Копешкин, как нам удалось у него дознаться, числился в извозе, справляя и на войне свою нехитрую крестьянскую работу: запрягал, распрягал, кормил-поил обозных лошадей, если позволяли фронтовые условия — гонял их в ночное, чинил сбрую, возил за батальоном всякую солдатскую поклажу: мешки с сухарями, концентраты, каптерское имущество, патронные цинки.
— Медалей много навоевал? — интересовался Самоходка.
— Дак какие медали…— слабым, сдавленным голосом отзывался из своего склепа Копешкин.— За езду рази дают…
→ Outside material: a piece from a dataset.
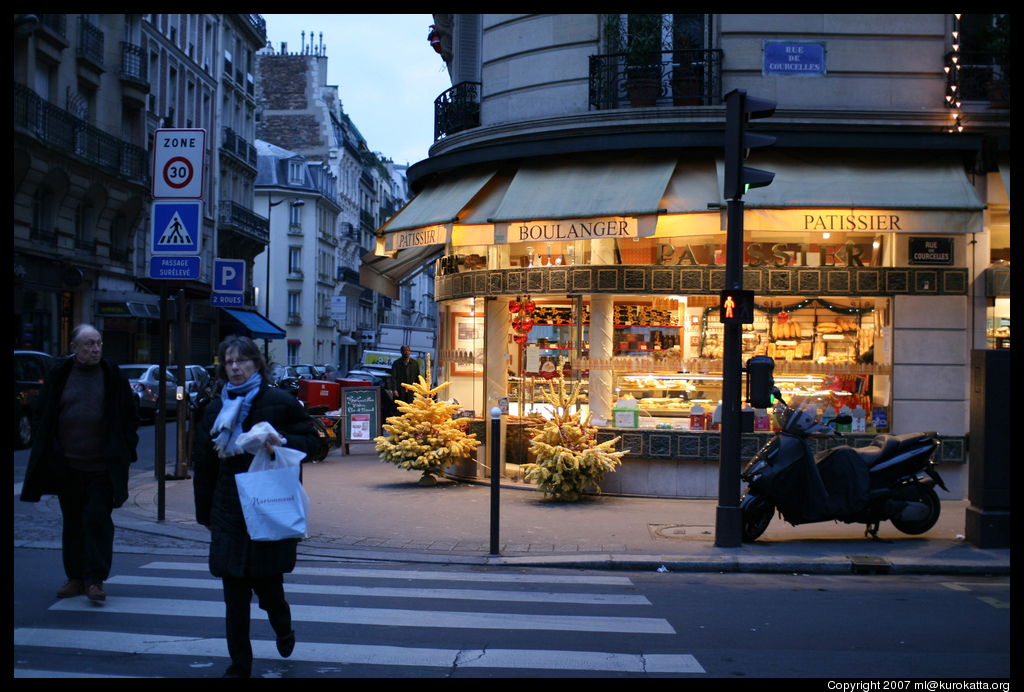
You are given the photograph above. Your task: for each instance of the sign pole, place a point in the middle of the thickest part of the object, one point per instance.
(160, 459)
— Ты, поди, и немца-то до дела не видел?
— Как не видел. За четыре-то года… Повида-а-ал…
— Стрелять-то хоть доводилось?
— Дак и стрелял… А то как же. В окруженье однова попали… Вот как насел немец-то, вот как обложил… Дак и стрелял, куда денешься.
— Убил кого?
— А шут его разберет. Нешто там поймешь… Темень, пальба отовсюдова…
— Небось перепугался?
— Дак и страшно… А то как же.
— Это где ж тебя так разделало?
— Заблудился с обозом. Я говорю — туда надо ехать, а старшой — не туда. Поехали за старшим… Да и прямо на ихнюю батарею. Куда колеса, куда что… Обеих лошадей моих прибило. От самого Сталинграда берег: и бомбили, и чего только не было… А тут вот и получилось нескладно…
В последние дни Копешкину стало худо. Говорил он все реже, да и то безголосо, одними только губами, и надо было напрягаться, чтобы что-то разобрать в его невнятном шепоте. Несколько раз ему вливали свежую кровь, но все равно что-то ломало его, жгло под гипсовым скафандром. Он и вовсе усох лицом, резко проступили заросшие ржавой щетиной скулы, обрить которые мешали бинты. Иной раз было трудно сказать, жив ли он еще в своей скорлупе или уже затих навечно. Лишь когда дежурная сестра Таня подсаживалась к нему и начинала кормить с ложки, было видно, что в нем еще теплится какая-то живинка.
— Ты давай ешь,— наставлял его Бородухов.— Перемогайся, парень. Вон скоро и война кончится. Пошто уж теперь зазря гинуть-то.
Копешкин, будто внемля совету, чуть приоткрывал сухие губы, но зубов не разнимал, крепко держал ими свою боль, сестра цедила с ложки супную жижу сквозь желтые прокуренные резцы.
— Ему бы клюквы надавить,— говорил Бородухов, поглядывая на терпеливо сидевшую возле Копешкина сестру с тарелкой на коленях.— Дак где ж ее взять… Нежели посылку из дому затребовать. У нас ее сколь хошь. Вот как добро жар утушает, клюква-то.
Как-то раз на имя Копешкина пришло письмо — голубенький косячок из тетрадной обертки. Сестра поднесла конверт к его глазам, показала адрес.
— Из дому? — спросил Бородухов.
Подернутые температурным нагаром губы Копешкина в ответ разошлись в тихой медленной улыбке.
— Вот и хорошо, вот и ладно. Пацаны-то есть?
Копешкин с трудом пригнул два непослушных желто-сизых пальца с приставшими крупинками гипса на волосках, показывая остальные три.
— Трое, выходит? Тогда держись, держись, парень. Теперь домой недалеко.